[Python-3000] PEP 3124 - Overloading, Generic Functions, Interfaces, etc. (original) (raw)

Phillip J. Eby pje at telecommunity.com
Wed May 2 06:04:35 CEST 2007


At 02:50 PM 5/2/2007 +1200, Greg Ewing wrote:

Phillip J. Eby wrote: > The PEP lists five built-in decorators, all of which support this behavior:: > > @overload, @when, @before, @after, @around

This seems massively over-designed. All you need is the ability to call the next method, and you can get all of these behaviours. If you call it first, then you get after behaviour; if you call it last, you get before behaviour; etc.

Yep, that was my theory too, until I actually used generic functions.
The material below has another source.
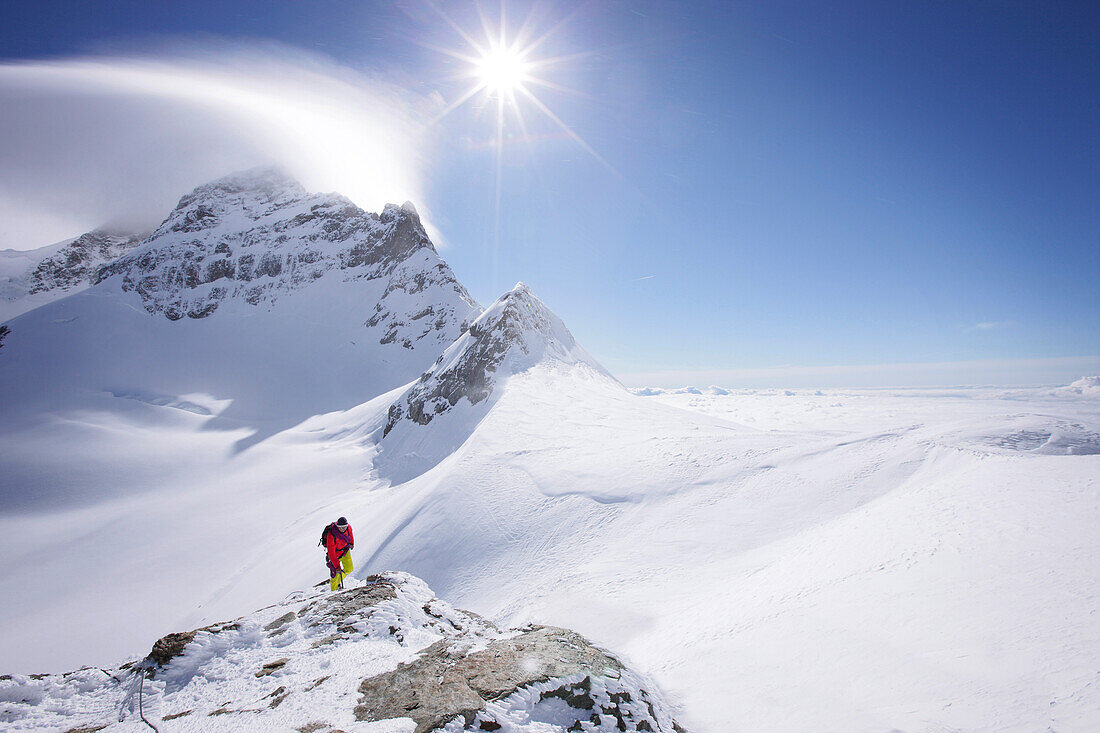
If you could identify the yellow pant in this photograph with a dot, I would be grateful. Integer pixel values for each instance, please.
(345, 570)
As it happens, it's:

  1. a lot more pleasant not to write the extra boilerplate all the time, and

  2. having @before or @after tells you right away the intent of the method, without having to carefully inspect the body to see when and whether it is calling the next method, and whether it is modifying the arguments or return values in some way.

In other words, the restricted behavior of @before and @after methods makes them easier to write and easier to read.

By the way, if you look at the PEP, you'll find motivating examples for each of the decorators, as well as an explanation and examples of when and how you might want to create even more such decorators.

IIRC, CLOS has about 8 more kinds of method combinators that come standard, including ones that we'd probably spell something like @sum, @product, @min, @max, @list, @any, and @all, if it weren't for most of those names already being builtins that mean something else. :) The PEP doesn't propose implementing all of those, but it does show how easily you can create things like that if you want to.